Study Guide Specifications
ECE exams are administered at colleges and universities
The Microbiology study guide covers the history of microbiology; laboratory techniques; the structure and function of microbes; the control of microorganisms; immunity; microbial pathogenesis; and food, environmental, and industrial microbiology.
Microbiology is a relatively new science, spanning the past 350 years. During this time, however, the study of microorganisms has revolutionized the way that we look at the world and our place in it. Indeed, many modern scientific disciplines can trace their origins back to microbiology. The beginnings of microbiology can be traced to the initial construction of instruments capable of directly visualizing microbes.
The realization that some microbes can cause disease in humans, their crops, and their livestock was a defining moment in the history of microbiology. For many years various people had speculated that invisible organisms caused some diseases. However, there was no formal proof for these arguments. Even before microbes were fully appreciated, some investigators stumbled upon links between disease and these invisible life forms. The discipline of Immunology, the study of the immune system, has its roots in the study of microbes.
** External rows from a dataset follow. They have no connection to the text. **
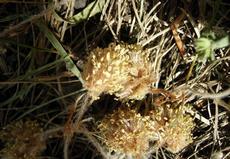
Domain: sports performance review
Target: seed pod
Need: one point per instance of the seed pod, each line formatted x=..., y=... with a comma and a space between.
x=122, y=70
x=126, y=131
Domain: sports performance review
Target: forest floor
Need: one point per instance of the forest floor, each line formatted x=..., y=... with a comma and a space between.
x=114, y=79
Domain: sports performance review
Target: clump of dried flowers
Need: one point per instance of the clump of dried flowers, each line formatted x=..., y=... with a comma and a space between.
x=24, y=140
x=123, y=70
x=126, y=131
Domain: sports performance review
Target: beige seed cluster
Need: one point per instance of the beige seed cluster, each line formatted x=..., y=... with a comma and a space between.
x=23, y=140
x=122, y=70
x=178, y=131
x=126, y=131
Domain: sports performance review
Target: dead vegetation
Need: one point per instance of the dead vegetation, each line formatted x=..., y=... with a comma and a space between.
x=114, y=79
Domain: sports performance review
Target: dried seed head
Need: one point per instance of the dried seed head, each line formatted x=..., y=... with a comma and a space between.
x=126, y=131
x=177, y=132
x=122, y=70
x=23, y=140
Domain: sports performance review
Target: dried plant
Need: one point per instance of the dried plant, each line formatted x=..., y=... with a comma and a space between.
x=126, y=131
x=124, y=70
x=24, y=140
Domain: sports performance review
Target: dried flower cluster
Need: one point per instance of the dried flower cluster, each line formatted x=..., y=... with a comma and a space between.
x=176, y=132
x=23, y=140
x=126, y=131
x=122, y=70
Soon after the finding of microbial diseases, people set out to find ways to eliminate these threats to human health.
All of our food products are directly obtained from other organisms. In the course of collection, processing, packaging, and distribution, microorganisms invariably contaminate foodstuffs. From our point of view, this contamination can have one of three possible outcomes. Often, the presence of microbes is detrimental, resulting in the decomposition of the produce. Other times, however, microbial colonization is beneficial and is actively promoted. Finally, some forms of microbial growth have little or no impact on the quality of our food products.
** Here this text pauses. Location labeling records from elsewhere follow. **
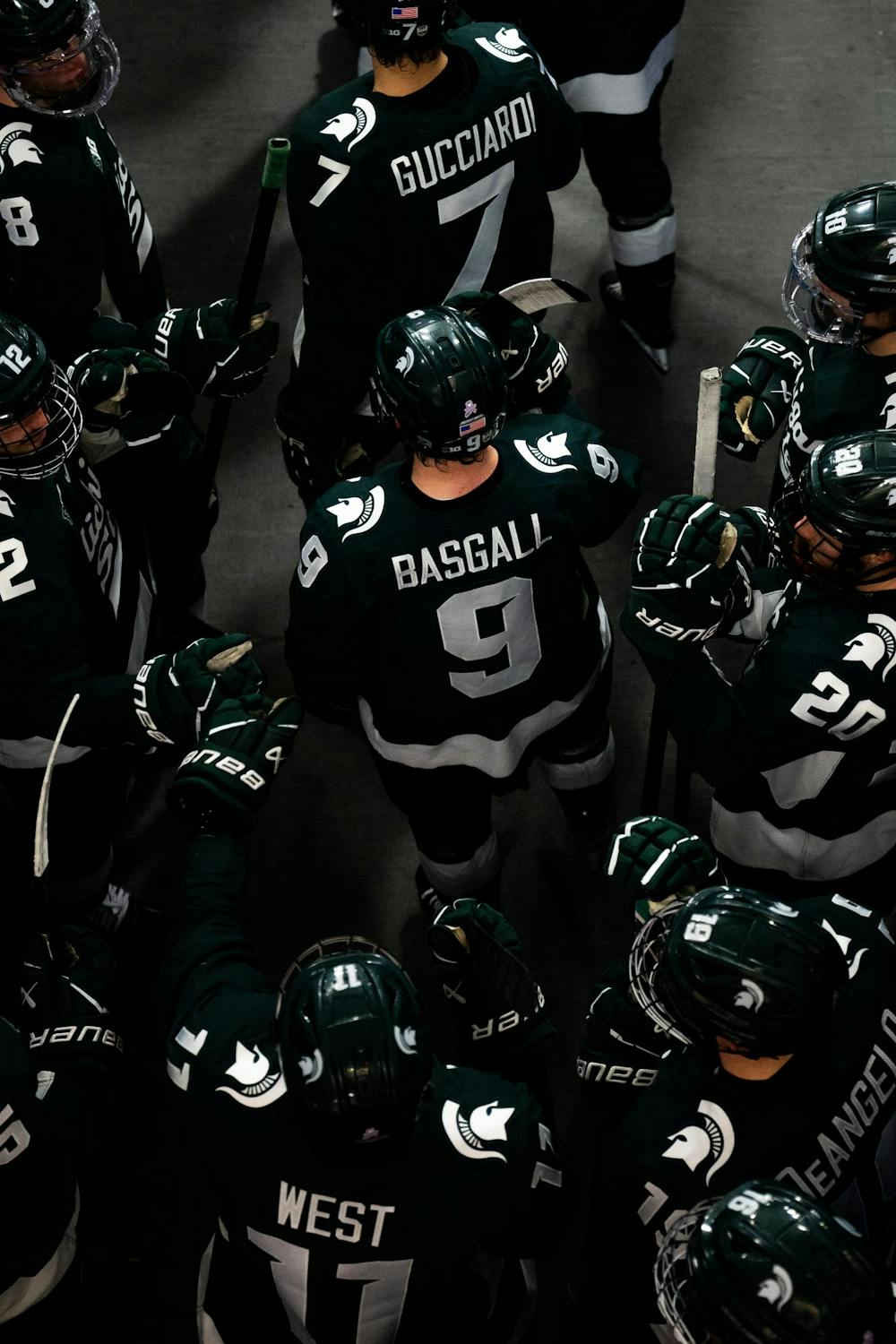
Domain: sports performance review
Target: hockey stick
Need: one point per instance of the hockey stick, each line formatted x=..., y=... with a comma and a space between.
x=702, y=483
x=273, y=175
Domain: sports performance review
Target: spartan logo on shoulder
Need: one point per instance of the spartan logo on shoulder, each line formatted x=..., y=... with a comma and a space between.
x=365, y=513
x=260, y=1081
x=546, y=454
x=352, y=126
x=16, y=147
x=485, y=1125
x=715, y=1137
x=506, y=45
x=874, y=647
x=751, y=996
x=778, y=1288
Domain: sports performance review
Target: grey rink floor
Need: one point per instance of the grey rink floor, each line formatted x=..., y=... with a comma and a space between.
x=772, y=107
Microbes have been isolated from nearly every location on the planet from the upper reaches of the atmosphere to several kilometers deep in solid rock. These microbes vary enormously in their metabolic capacities. Because of their ubiquitous distribution and diverse metabolic abilities, the microbes play an essential role in the environmental homeostasis. The metabolic power of microorganisms has also been a historic source of industrial production. With the advent of recombinant molecular biology, though, the role of microbes has been changing in industry.
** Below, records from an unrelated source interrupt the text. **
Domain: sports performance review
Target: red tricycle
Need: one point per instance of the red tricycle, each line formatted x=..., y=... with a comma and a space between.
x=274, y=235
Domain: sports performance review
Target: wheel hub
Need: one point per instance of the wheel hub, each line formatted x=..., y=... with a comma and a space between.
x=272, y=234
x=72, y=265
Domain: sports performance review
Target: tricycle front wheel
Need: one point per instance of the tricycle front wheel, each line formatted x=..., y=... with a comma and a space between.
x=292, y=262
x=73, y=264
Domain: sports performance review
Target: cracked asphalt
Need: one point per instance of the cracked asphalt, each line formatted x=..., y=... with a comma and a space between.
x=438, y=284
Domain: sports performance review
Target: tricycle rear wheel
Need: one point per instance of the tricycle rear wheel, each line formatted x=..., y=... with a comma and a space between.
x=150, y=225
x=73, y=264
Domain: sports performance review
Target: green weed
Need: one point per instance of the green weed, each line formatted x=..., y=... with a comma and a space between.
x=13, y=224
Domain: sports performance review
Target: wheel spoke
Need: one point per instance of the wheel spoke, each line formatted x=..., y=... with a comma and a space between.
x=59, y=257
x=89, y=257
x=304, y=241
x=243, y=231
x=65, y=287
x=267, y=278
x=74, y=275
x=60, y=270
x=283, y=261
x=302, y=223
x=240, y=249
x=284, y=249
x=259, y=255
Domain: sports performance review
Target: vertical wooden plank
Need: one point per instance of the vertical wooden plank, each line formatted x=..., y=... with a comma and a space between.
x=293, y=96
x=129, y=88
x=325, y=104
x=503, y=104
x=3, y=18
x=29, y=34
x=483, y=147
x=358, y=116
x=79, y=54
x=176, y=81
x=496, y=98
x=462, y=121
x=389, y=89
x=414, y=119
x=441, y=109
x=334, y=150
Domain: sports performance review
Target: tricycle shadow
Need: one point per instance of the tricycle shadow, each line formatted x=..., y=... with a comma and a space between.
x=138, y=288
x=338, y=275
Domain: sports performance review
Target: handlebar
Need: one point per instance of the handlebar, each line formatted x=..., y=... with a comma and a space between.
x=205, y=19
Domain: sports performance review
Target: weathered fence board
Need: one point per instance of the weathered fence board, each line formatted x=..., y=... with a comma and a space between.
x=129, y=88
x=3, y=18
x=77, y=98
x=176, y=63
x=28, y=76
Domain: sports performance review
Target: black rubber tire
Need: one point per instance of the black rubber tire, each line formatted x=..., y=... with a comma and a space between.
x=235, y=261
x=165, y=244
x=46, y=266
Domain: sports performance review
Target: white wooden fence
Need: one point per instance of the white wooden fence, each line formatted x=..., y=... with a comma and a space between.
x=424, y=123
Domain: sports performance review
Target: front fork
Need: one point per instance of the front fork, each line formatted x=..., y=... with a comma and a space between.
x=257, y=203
This overview of the topic is designed to prepare you to pass the Excelsior College examination titled "Microbiology." The study guide is organized into six units. As you read the text, pay particular attention to the terms in bold print, as test-out exams tend to be vocabulary-intensive. Multiple-choice practice questions are at the end of each unit. In addition, a final comprehensive practice exam appears at the end of the book. This practice examination is formatted like the actual test. Taking the practice exam will reinforce key concepts from the study guide, identify areas for further review, provide a gauge for managing testing time appropriately, and verify that the material has been mastered.